Did the same man play all these roles? Yes and no. All three roles were informed by Friedman's faith in the classical verities of free-market economics. Moreover, Friedman's effectiveness as a popularizer and propagandist rested in part on his well-deserved reputation as a profound economic theorist. But there's an important difference between the rigor of his work as a professional economist and the looser, sometimes questionable logic of his pronouncements as a public intellectual. While Friedman's theoretical work is universally admired by professional economists, there's much more ambivalence about his policy pronouncements and especially his popularizing. And it must be said that there were some serious questions about his intellectual honesty when he was speaking to the mass public.

This passage, however, is puzzling:

... A decade ago it was common to cite the success of the Chilean economy, where Augusto Pinochet's Chicago-educated advisers turned to free-market policies after Pinochet seized power in 1973, as proof that Friedman-inspired policies showed the path to successful economic development.

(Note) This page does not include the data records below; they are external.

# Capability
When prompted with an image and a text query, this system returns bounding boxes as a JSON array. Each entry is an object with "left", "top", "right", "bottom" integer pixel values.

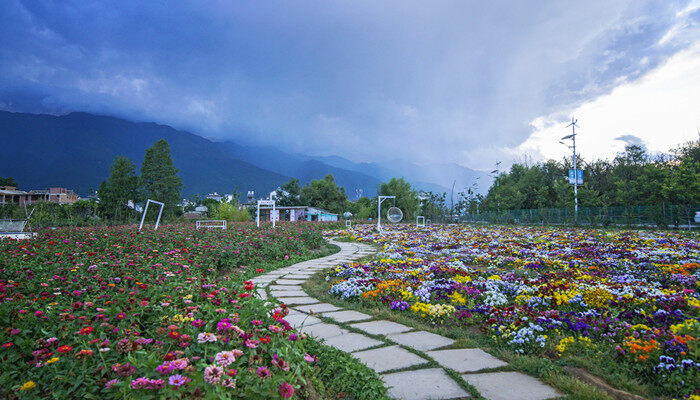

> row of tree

[
  {"left": 477, "top": 141, "right": 699, "bottom": 213},
  {"left": 268, "top": 140, "right": 699, "bottom": 223}
]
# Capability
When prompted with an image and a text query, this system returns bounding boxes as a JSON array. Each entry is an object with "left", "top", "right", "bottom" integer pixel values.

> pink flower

[
  {"left": 272, "top": 355, "right": 290, "bottom": 371},
  {"left": 221, "top": 378, "right": 237, "bottom": 388},
  {"left": 279, "top": 381, "right": 294, "bottom": 398},
  {"left": 105, "top": 379, "right": 120, "bottom": 389},
  {"left": 191, "top": 319, "right": 205, "bottom": 328},
  {"left": 214, "top": 351, "right": 236, "bottom": 367},
  {"left": 268, "top": 325, "right": 282, "bottom": 333},
  {"left": 304, "top": 353, "right": 316, "bottom": 363},
  {"left": 256, "top": 366, "right": 271, "bottom": 379},
  {"left": 130, "top": 377, "right": 150, "bottom": 389},
  {"left": 245, "top": 339, "right": 259, "bottom": 348},
  {"left": 197, "top": 332, "right": 217, "bottom": 343},
  {"left": 203, "top": 365, "right": 224, "bottom": 385}
]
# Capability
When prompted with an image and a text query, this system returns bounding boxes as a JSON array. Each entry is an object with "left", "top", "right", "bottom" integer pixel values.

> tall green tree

[
  {"left": 300, "top": 174, "right": 348, "bottom": 214},
  {"left": 0, "top": 176, "right": 17, "bottom": 187},
  {"left": 275, "top": 179, "right": 303, "bottom": 206},
  {"left": 378, "top": 177, "right": 419, "bottom": 219},
  {"left": 98, "top": 156, "right": 139, "bottom": 221},
  {"left": 140, "top": 139, "right": 183, "bottom": 217}
]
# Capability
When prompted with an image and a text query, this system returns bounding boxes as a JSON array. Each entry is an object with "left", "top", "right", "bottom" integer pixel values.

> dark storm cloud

[{"left": 0, "top": 0, "right": 695, "bottom": 169}]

But although other Latin nations, from Mexico to Argentina, have followed Chile's lead in freeing up trade, privatizing industries, and deregulating, Chile's success story has not been replicated.

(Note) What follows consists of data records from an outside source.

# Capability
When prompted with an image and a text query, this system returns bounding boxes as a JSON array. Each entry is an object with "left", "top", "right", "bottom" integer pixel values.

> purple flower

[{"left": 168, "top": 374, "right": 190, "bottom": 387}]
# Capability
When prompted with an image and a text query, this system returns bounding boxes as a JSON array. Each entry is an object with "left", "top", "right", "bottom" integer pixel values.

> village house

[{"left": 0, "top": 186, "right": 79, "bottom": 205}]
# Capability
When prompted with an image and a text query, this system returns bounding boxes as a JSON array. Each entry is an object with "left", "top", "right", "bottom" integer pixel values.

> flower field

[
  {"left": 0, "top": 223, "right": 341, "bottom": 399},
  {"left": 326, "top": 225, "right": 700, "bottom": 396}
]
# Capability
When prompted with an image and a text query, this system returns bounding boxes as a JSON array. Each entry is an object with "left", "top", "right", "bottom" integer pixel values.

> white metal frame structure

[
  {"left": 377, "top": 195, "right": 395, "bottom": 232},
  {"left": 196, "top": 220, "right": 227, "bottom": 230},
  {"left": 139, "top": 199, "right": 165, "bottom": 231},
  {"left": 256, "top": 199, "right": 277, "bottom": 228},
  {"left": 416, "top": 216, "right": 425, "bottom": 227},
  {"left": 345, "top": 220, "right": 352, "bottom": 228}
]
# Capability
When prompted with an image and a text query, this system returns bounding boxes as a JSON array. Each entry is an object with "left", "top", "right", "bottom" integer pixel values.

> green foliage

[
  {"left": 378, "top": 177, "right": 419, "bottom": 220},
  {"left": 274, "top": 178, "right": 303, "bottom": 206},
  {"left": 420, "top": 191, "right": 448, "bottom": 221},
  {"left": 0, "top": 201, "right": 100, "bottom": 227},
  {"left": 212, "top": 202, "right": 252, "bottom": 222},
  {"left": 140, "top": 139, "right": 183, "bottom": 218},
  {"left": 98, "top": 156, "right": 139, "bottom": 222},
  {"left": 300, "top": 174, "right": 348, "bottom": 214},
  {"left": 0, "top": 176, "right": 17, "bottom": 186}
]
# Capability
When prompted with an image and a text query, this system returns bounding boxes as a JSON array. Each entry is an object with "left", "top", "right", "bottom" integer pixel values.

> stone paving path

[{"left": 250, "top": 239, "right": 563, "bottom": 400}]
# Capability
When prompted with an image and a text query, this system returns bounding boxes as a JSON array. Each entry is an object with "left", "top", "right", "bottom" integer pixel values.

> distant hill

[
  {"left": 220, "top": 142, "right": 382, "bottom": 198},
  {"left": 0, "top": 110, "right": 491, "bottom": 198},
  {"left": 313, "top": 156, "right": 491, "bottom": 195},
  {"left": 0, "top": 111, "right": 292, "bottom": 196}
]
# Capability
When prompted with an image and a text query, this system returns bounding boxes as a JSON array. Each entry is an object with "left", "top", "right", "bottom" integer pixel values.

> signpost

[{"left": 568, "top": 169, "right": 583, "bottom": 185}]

Huh? Chile under Pinochet? A success story? That cannot be quite correct, can it?


  1. Anonymous said...

    Dear Abi,

    Tyler Cowen at MR however, says :
    "Pinochet the man behaved so badly, both during his term and after, as to be morally indefensible. From second hand accounts I have heard, it is also not clear how much the man himself was personally responsible for the good economic policies. Still many good policies happened. We need a closer look at the Chilean economic legacy, which is a complicated story and by no means wholly negative.

    Addendum: It is worth asking which reforms could have succeeded in a democratic environment, but that would require a post all its own. Someday you will get it."

  2. Anonymous said...

    This particular post is illustrative of the fact that very often, one reads what one wants to in an article. Krugman begins his article by stating that "And just to be clear: although this essay argues that Friedman was wrong on some issues, and sometimes seemed less than honest with his readers, I regard him as a great economist and a great man." And the article ends by stating that "In the long run, great men are remembered for their strengths, not their weaknesses, and Milton Friedman was a very great man indeed—a man of intellectual courage who was one of the most important economic thinkers of all time, and possibly the most brilliant communicator of economic ideas to the general public that ever lived."

    Surely, all this doesn't quite add up to a "rather unflattering portrait." The article, rather self-consciously, focuses on Friedman's weaknesses especially in his propagating the "free market" doctrine but nowhere minimizes his greatness as an economist.

    But I guess, for those whose exposure to Friedman is mainly through his "free marketeer" avatar - and who are not enamoured of this ideology - Friedman is an unflattering figure anyway. So while I read the article as one illustrating the less flattering persona of a very great economist (being an economist myself), others do the reverse - while they may say a few words about Friedman's greatness as an economist, they treat that part as relatively minor while the major and relevant part of his personality is his public intellectual avatar. There's no way of deciding whose view is "right" and it is in this sense, we each read what we want to in an article.

    Anyway, regarding Chile -- Surely, a decade back, Chile *was* an economic success as compared to its Latin American neighbours. (It still is an economic success.) At that point, many did attribute that to the policies espoused by Friedman. Are you disputing that about a decade back -- what with Brazil and Argentina's financial crises -- that Chile was an economic success? And that credit for this was attributed to "free market" policies? What exactly is your point?

  3. Abi said...

    Guru, Anon: You may or may not believe the Hindu's pronouncements about Chile's economic health under the Pinochet regime, but I'm sure you would find the London Economist's assessment (quoted here) more believable. Check them out. The Economist, in particular, uses blunt language to describe the kind of disaster the Chicago Boys brought to Chile.

    Anon: I agree that what people read into articles is usually what affirms their beliefs.

    However, I can't imagine how an article that raises questions about a person's "intellectual honesty" can be read as anything other than unflattering. See the second paragraph I have quoted. It's not an one-off thing; Krugman keeps returning to this question again and again.